W sezonie 2023/2024 kibice w Polsce mieli powody do radości. Tym razem Puchar Świata odbył się nie tylko na skoczniach w Zakopanem i Wiśle, ale także w Szczyrku. Niestety zawody w nowym miejscu nie poszły po myśli organizatorów, a wszystko przez warunki atmosferyczne. Rywalizację przerwano po skokach 40 zawodników, a wyniki zostały anulowane. Sandro Pertile - dyrektor zawodów, przekazał złe wieści dla polskich kibiców, mowa o wycofaniu konkursu w Szczyrku w przyszłym sezonie. Pomimo, że w PolSKI nie odbędzie się za rok i tak Włoch wypowiadał się na ten temat w samych superlatywach.

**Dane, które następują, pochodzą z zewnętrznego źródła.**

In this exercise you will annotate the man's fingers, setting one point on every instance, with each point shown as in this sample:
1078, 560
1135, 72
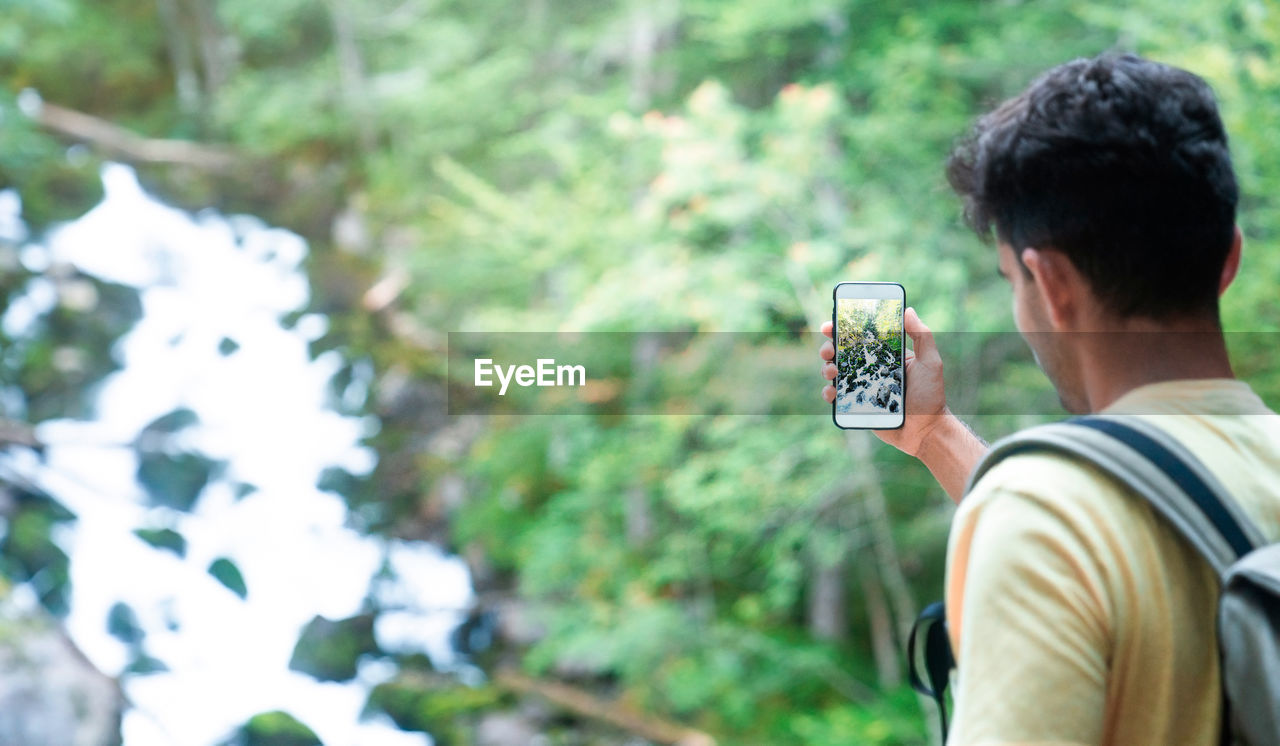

Niewykluczone, że w przyszłości rywalizacja powróci także do Szczyrku.
Konkurs w Szczyrku nie odbędzie się w przyszłym sezonie. Organizator zabrał głos
Dyrektor Centralnego Ośrodka Sportu COS OPO Szczyrku - Tomasz Laszczak, w rozmowie z "WP SportoweFakty" wypowiedział się na brak konkursu w Szczyrku w kalendarzu w przyszłorocznym Pucharze Świata. - W pewnym sensie taka świadomość była. Natomiast liczymy na to, że kiedyś wrócimy i pojawimy się na stałe. Być może FIS ma inne priorytety i z tego wynika taka decyzja. Nadal jednak mamy Puchar Świata na skoczni w Wiśle Malince, więc na jednej nam zostaje. Będziemy dalej rozwijać infrastrukturę w tym kierunku, żeby to zagościło u nas częściej - przekazał Laszczak.